Set rl = .Execute(a)
End With
ch = rl.Item(0)
Set st = CreateObject("adodb.stream")
With st
.Mode = 3
.Type = 1
.Open
.write xmlhttp.RESPONSEBODY
.Position = 0
.Type = 2
.Charset = ch
resultA = .readtext
.Close
End With
End Function
2.汉字转UTF8编码
c
Function strToUtf8(str As String) As String '汉字转UTF8编码
Dim wch As String
Dim uch As String
Dim szRet As String
Dim x As Long
Dim inputLen As Long
Dim nAsc As Long
Dim nAsc2 As Long
Dim nAsc3 As Long
If str = "" Then
strToUtf8 = str
Exit Function
End If
inputLen = Len(str)
For x = 1 To inputLen
wch = Mid(str, x, 1)
nAsc = AscW(wch)
'对于<0的编码 其需要加上65536
If nAsc < 0 Then nAsc = nAsc + 65536
'对于<128位的ASCII的编码则无需更改
If (nAsc And &HFF80) = 0 Then
szRet = szRet & wch
Else
If (nAsc And &HF000) = 0 Then
uch = "%" & Hex(((nAsc \ 2 ^ 6)) Or &HC0) & Hex(nAsc And &H3F Or &H80)
szRet = szRet & uch
Else
uch = "%" & Hex((nAsc \ 2 ^ 12) Or &HE0) & "%" & _
Hex((nAsc \ 2 ^ 6) And &H3F Or &H80) & "%" & _
Hex(nAsc And &H3F Or &H80)
szRet = szRet & uch
End If
End If
Next
strToUtf8 = szRet
End Function
3.拆分数组
c
Function arrResult(str As String, arrSP() As String, arrLi() As String)
Dim arrR() As String
Dim i, j, m, n As Integer
Dim url As String
Dim resultA As String
Dim utfstr As String
utfstr = strToUtf8(str)
url = "https://bishun.putongtianxia.com/" & utfstr & "_bishun"

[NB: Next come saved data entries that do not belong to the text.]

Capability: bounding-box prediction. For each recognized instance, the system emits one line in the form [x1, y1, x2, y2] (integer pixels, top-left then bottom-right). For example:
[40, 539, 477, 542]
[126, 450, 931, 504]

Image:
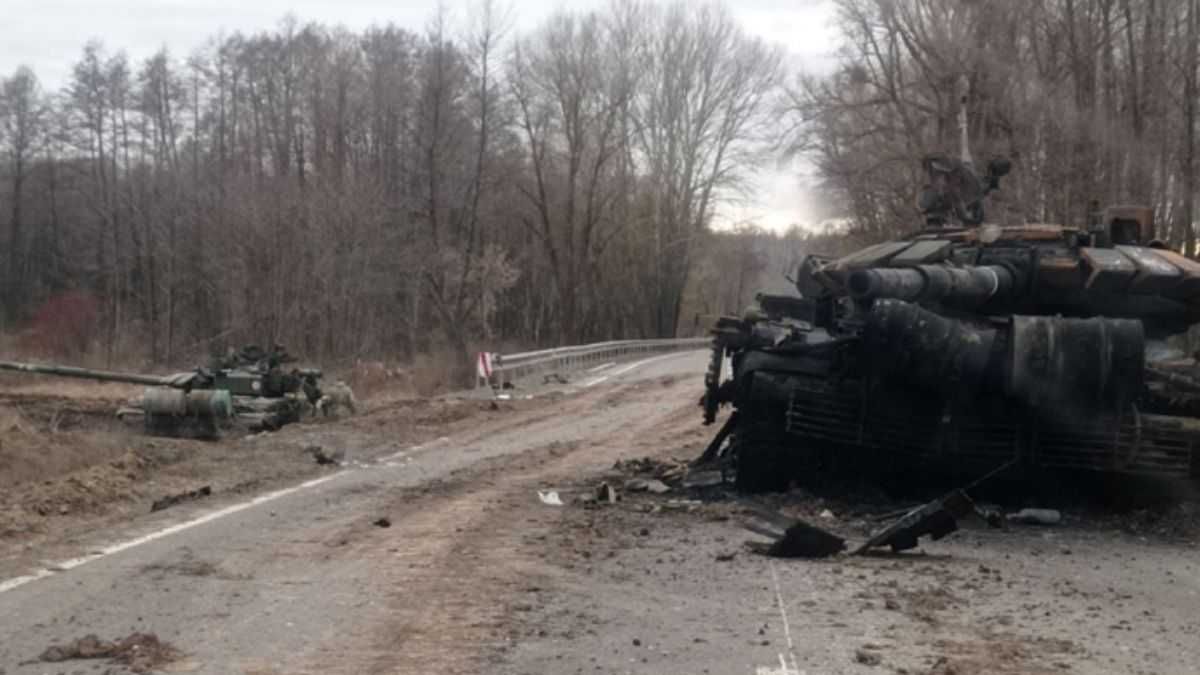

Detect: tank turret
[0, 345, 329, 438]
[700, 150, 1200, 492]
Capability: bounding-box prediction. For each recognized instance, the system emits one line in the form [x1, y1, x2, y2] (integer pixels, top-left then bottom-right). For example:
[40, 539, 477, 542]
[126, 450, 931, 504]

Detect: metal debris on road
[853, 489, 976, 554]
[613, 456, 688, 484]
[625, 478, 671, 494]
[741, 504, 846, 558]
[595, 482, 618, 504]
[537, 490, 564, 506]
[1007, 508, 1062, 526]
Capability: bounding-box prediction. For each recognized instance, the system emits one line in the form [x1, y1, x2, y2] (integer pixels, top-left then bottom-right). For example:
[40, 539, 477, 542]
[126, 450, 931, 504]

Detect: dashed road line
[0, 472, 346, 595]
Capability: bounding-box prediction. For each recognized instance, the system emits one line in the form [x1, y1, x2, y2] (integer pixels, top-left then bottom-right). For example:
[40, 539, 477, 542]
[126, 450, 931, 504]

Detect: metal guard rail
[486, 338, 710, 387]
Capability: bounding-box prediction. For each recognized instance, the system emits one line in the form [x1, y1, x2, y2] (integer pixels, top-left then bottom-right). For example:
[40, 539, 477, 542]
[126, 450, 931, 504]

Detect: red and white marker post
[476, 351, 495, 389]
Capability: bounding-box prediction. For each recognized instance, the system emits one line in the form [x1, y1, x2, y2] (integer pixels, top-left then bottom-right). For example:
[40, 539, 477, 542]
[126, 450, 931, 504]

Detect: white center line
[0, 471, 346, 595]
[769, 560, 802, 674]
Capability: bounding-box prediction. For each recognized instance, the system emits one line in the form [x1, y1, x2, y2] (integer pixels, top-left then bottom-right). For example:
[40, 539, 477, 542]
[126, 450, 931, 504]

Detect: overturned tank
[702, 155, 1200, 491]
[0, 345, 325, 438]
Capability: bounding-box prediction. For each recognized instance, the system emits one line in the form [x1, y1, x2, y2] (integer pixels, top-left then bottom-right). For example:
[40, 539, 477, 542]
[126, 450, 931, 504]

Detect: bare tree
[0, 66, 45, 325]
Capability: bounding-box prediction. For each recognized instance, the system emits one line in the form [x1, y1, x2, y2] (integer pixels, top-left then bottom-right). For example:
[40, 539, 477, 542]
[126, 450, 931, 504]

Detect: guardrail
[480, 338, 711, 388]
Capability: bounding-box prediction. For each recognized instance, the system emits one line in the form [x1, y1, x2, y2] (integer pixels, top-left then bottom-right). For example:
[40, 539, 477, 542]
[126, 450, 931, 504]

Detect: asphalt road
[5, 347, 1200, 675]
[0, 350, 709, 674]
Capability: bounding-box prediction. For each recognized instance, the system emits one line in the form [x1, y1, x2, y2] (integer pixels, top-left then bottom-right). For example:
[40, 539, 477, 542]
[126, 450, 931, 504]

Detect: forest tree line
[792, 0, 1200, 249]
[3, 0, 1200, 375]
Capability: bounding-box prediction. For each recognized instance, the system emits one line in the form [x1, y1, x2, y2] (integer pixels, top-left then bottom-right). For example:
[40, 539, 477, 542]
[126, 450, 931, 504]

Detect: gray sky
[5, 0, 839, 230]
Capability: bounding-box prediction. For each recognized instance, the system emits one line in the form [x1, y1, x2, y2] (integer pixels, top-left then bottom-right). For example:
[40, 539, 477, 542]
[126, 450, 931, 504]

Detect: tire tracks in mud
[285, 376, 704, 675]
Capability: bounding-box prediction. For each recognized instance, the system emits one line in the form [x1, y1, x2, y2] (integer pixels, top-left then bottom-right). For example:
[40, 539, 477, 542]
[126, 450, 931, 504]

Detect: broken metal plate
[741, 503, 847, 559]
[853, 489, 975, 554]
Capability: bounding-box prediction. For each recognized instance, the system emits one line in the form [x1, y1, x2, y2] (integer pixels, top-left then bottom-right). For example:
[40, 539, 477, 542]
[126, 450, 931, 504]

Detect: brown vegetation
[0, 1, 790, 380]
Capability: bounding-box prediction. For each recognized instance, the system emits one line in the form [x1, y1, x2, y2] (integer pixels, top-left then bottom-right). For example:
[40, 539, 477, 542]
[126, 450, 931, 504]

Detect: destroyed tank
[0, 345, 324, 438]
[701, 154, 1200, 491]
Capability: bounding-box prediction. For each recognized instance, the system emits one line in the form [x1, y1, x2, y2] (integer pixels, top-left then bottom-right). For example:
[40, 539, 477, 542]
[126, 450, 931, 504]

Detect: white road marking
[585, 361, 617, 373]
[0, 471, 345, 595]
[583, 351, 693, 388]
[753, 560, 804, 675]
[755, 654, 805, 675]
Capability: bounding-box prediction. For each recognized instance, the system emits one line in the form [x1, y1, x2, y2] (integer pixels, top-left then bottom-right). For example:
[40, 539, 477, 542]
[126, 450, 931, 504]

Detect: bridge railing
[480, 338, 710, 388]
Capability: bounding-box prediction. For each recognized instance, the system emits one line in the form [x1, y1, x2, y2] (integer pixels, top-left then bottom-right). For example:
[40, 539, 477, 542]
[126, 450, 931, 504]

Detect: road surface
[2, 348, 1200, 675]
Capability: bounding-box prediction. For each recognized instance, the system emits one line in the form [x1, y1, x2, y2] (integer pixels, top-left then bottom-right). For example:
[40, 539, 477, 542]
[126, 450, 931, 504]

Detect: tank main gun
[847, 264, 1020, 308]
[0, 345, 333, 438]
[0, 360, 195, 388]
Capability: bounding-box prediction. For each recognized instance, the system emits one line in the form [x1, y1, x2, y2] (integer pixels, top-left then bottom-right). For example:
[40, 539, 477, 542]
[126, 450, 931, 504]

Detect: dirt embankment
[0, 382, 532, 565]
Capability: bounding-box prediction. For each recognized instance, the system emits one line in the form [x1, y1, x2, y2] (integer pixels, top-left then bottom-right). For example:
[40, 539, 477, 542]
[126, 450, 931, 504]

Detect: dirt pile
[1109, 501, 1200, 540]
[39, 632, 182, 673]
[0, 449, 154, 538]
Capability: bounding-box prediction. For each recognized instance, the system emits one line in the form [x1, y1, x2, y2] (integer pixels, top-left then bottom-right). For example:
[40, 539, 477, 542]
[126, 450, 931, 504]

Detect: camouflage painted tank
[0, 345, 325, 438]
[702, 155, 1200, 491]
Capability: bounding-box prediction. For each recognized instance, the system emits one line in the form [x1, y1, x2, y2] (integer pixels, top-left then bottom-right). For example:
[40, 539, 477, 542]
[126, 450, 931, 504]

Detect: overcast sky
[5, 0, 839, 230]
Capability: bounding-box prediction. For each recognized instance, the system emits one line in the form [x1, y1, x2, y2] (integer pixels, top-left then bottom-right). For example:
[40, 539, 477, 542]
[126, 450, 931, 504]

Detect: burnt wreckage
[702, 156, 1200, 492]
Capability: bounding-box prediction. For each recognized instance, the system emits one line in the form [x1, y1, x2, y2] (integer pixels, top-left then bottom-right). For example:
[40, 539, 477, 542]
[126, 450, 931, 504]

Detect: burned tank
[0, 345, 324, 438]
[701, 154, 1200, 491]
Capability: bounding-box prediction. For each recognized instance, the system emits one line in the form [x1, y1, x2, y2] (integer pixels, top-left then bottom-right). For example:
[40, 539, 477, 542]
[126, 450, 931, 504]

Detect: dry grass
[0, 398, 135, 489]
[337, 348, 472, 401]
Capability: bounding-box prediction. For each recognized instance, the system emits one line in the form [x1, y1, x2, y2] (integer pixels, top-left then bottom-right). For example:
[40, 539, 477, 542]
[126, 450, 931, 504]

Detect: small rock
[373, 517, 391, 528]
[854, 648, 882, 666]
[625, 478, 670, 494]
[644, 480, 670, 494]
[819, 509, 835, 519]
[715, 551, 737, 562]
[681, 470, 724, 488]
[596, 482, 618, 504]
[632, 638, 642, 647]
[308, 445, 344, 466]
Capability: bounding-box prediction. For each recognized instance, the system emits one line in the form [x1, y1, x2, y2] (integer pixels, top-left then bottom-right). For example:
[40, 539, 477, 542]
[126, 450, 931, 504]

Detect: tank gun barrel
[847, 264, 1018, 307]
[0, 360, 173, 387]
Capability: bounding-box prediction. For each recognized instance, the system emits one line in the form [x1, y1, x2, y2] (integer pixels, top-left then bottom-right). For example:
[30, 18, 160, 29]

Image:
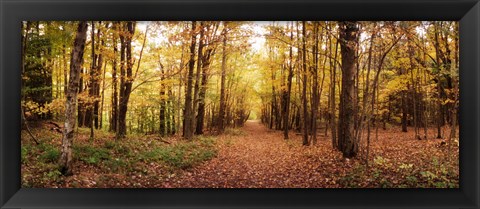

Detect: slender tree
[301, 21, 309, 146]
[117, 21, 136, 138]
[183, 21, 197, 139]
[196, 22, 220, 134]
[218, 22, 228, 133]
[59, 21, 88, 175]
[110, 22, 119, 133]
[283, 22, 294, 140]
[329, 25, 339, 148]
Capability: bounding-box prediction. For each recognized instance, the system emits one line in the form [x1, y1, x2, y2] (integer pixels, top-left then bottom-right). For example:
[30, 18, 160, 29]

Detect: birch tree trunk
[59, 21, 88, 175]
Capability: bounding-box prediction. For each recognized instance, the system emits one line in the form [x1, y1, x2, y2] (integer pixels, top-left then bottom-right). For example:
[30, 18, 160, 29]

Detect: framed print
[1, 0, 479, 208]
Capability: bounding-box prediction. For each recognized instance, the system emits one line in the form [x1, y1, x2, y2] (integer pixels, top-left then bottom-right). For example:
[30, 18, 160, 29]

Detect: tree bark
[329, 26, 339, 148]
[283, 22, 294, 140]
[196, 40, 215, 134]
[59, 21, 88, 175]
[301, 21, 309, 146]
[183, 21, 197, 139]
[62, 43, 68, 96]
[401, 89, 408, 132]
[110, 22, 119, 133]
[218, 23, 228, 133]
[117, 21, 135, 138]
[407, 32, 419, 139]
[337, 21, 359, 158]
[192, 21, 205, 134]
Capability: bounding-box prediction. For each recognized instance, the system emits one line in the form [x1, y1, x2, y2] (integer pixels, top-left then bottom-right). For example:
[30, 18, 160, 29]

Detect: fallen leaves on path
[167, 121, 458, 188]
[22, 120, 459, 188]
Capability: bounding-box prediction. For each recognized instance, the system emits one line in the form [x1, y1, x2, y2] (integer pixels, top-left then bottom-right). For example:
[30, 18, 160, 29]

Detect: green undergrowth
[21, 127, 218, 187]
[339, 156, 459, 188]
[137, 136, 217, 169]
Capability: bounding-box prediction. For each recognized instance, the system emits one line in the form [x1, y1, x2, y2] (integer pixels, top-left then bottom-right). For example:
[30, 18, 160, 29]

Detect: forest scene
[21, 21, 459, 188]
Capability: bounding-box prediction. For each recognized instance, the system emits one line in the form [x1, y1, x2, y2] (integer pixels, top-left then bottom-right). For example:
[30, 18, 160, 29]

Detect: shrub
[44, 169, 62, 182]
[73, 145, 111, 165]
[138, 137, 217, 169]
[39, 144, 60, 163]
[103, 141, 116, 149]
[114, 144, 131, 156]
[104, 158, 129, 172]
[21, 146, 30, 163]
[138, 148, 163, 162]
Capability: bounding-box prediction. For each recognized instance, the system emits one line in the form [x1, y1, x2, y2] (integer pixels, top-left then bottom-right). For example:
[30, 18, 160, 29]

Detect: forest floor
[21, 120, 459, 188]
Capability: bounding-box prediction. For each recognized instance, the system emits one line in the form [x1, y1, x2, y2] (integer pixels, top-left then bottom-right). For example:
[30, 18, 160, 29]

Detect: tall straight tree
[283, 21, 294, 140]
[88, 21, 97, 139]
[183, 21, 197, 139]
[310, 21, 321, 145]
[59, 21, 88, 175]
[192, 21, 205, 134]
[301, 21, 309, 146]
[110, 22, 119, 133]
[218, 22, 228, 133]
[117, 21, 135, 138]
[159, 60, 167, 136]
[86, 21, 104, 139]
[93, 22, 104, 129]
[196, 22, 220, 135]
[329, 24, 339, 148]
[337, 21, 359, 158]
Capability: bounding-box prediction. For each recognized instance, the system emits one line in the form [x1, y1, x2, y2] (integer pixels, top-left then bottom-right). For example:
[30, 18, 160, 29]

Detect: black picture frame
[1, 0, 479, 208]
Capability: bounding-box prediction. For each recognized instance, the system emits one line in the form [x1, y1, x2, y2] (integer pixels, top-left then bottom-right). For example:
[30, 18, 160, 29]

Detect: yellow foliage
[22, 98, 65, 116]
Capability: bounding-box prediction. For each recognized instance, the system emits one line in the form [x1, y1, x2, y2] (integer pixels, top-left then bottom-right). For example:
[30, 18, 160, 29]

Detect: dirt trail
[23, 120, 458, 188]
[168, 120, 346, 188]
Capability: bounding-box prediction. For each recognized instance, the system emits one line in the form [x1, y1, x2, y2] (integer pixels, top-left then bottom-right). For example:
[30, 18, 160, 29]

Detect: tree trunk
[330, 27, 339, 149]
[270, 45, 278, 130]
[62, 44, 68, 96]
[196, 46, 214, 134]
[77, 69, 85, 126]
[310, 22, 319, 145]
[448, 23, 459, 160]
[183, 21, 197, 139]
[117, 21, 136, 138]
[169, 90, 176, 135]
[94, 25, 104, 130]
[283, 22, 294, 140]
[160, 65, 167, 136]
[401, 90, 408, 132]
[192, 21, 205, 134]
[110, 23, 119, 133]
[337, 21, 359, 158]
[88, 21, 96, 140]
[59, 21, 88, 175]
[408, 33, 419, 139]
[301, 21, 309, 146]
[99, 61, 107, 129]
[218, 24, 228, 133]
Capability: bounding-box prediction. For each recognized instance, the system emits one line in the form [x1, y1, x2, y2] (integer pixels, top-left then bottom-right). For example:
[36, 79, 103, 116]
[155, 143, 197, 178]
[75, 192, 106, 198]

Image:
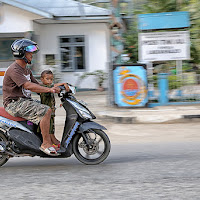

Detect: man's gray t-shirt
[3, 62, 38, 107]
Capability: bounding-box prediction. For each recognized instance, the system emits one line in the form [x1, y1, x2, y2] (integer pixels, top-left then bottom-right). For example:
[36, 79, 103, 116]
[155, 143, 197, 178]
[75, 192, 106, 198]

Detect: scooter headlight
[78, 110, 92, 120]
[67, 99, 93, 120]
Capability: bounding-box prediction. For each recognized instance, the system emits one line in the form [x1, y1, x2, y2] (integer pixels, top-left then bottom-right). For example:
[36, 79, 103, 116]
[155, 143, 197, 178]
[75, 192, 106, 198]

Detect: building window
[0, 38, 16, 61]
[60, 36, 85, 72]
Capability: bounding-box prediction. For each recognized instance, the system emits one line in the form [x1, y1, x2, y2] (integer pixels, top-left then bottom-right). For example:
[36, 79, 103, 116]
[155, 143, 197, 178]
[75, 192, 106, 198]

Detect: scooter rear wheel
[72, 129, 111, 165]
[0, 131, 9, 167]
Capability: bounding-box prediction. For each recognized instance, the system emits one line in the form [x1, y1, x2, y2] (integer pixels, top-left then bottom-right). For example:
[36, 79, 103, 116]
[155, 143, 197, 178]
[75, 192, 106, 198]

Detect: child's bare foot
[50, 134, 60, 145]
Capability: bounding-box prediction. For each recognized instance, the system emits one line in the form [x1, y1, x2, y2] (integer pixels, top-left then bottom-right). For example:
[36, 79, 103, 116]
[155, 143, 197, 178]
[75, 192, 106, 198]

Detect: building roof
[1, 0, 111, 19]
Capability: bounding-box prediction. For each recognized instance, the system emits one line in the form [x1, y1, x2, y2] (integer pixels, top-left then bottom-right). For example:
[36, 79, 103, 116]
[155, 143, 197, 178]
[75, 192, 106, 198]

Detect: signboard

Call sendAndget1(url, resultA) '调用返回数据方法,根据返回数据截取有用信息
ReDim arrR(Len(resultA))
ReDim arrSP(Len(resultA))
ReDim arrLi(Len(resultA))
arrR = Split(resultA, " ")
j = UBound(arrR) - LBound(arrR) + 1
For i = 0 To j - 1
If arrR(i) Like "*<span>*</span>*" Then
arrSP(m) = arrR(i)
m = m + 1
ElseIf arrR(i) Like "*<li>*</li>*" Then
arrLi(n) = arrR(i)
n = n + 1
End If
Next
End Function
4.获取拼音
c
Function pinyin(str As String) As String
Dim arrSP() As String
Dim arrLi() As String
Dim tmp As String
ReDim arrSP(4)
Call arrResult(str, arrSP(), arrLi())
tmp = Left(arrSP(0), Len(arrSP(0)) - 8)
pinyin = Right(tmp, Len(tmp) - 6)
End Function
5.获取部首
c
Function bushou(str As String) As String
Dim arrSP() As String
Dim arrLi() As String
Dim tmp As String
Dim c As String
Dim i As Integer
ReDim arrSP(4)
Call arrResult(str, arrSP(), arrLi())
For i = 1 To Len(arrSP(3))
c = Mid(arrSP(3), i, 1)
If c Like "*[一-龥]*" Then
bushou = c
End If
Next
End Function
6.获取繁体
c
Function fanti(str As String) As String
Dim arrSP() As String
Dim arrLi() As String
Dim c As String
Dim i As Integer
ReDim arrSP(4)
Call arrResult(str, arrSP(), arrLi())
For i = 1 To Len(arrSP(1))
c = Mid(arrSP(1), i, 1)
If c Like "*[一-龥]*" Then
fanti = c
End If
Next
End Function
7.获取笔画
c
Function bihua(str As String) As String
Dim arrSP() As String
Dim arrLi() As String
Dim c As String
Dim i As Integer
ReDim arrSP(4)
Call arrResult(str, arrSP(), arrLi())
For i = 1 To Len(arrSP(2))
c = Mid(arrSP(2), i, 1)
If IsNumeric(c) Then
bihua = bihua & c
End If
Next
End Function
8.组词
c
Function zuci(str As String) As String
Dim arrSP() As String
Dim arrLi() As String
Dim arrLiLen As Integer
Dim c As String
Dim i, j As Integer
ReDim arrLi(100)
Call arrResult(str, arrSP(), arrLi())
arrLiLen = UBound(arrLi) - LBound(arrLi) + 1
For i = 0 To arrLiLen - 1
If arrLi(i) <> "" Then
For j = 1 To Len(arrLi(i))
c = Mid(arrLi(i), j, 1)
If c Like "*[一-龥]*" Then
zuci = zuci & c
End If
Next
zuci = zuci & "、"
Else
Exit Function
End If
Next
End Function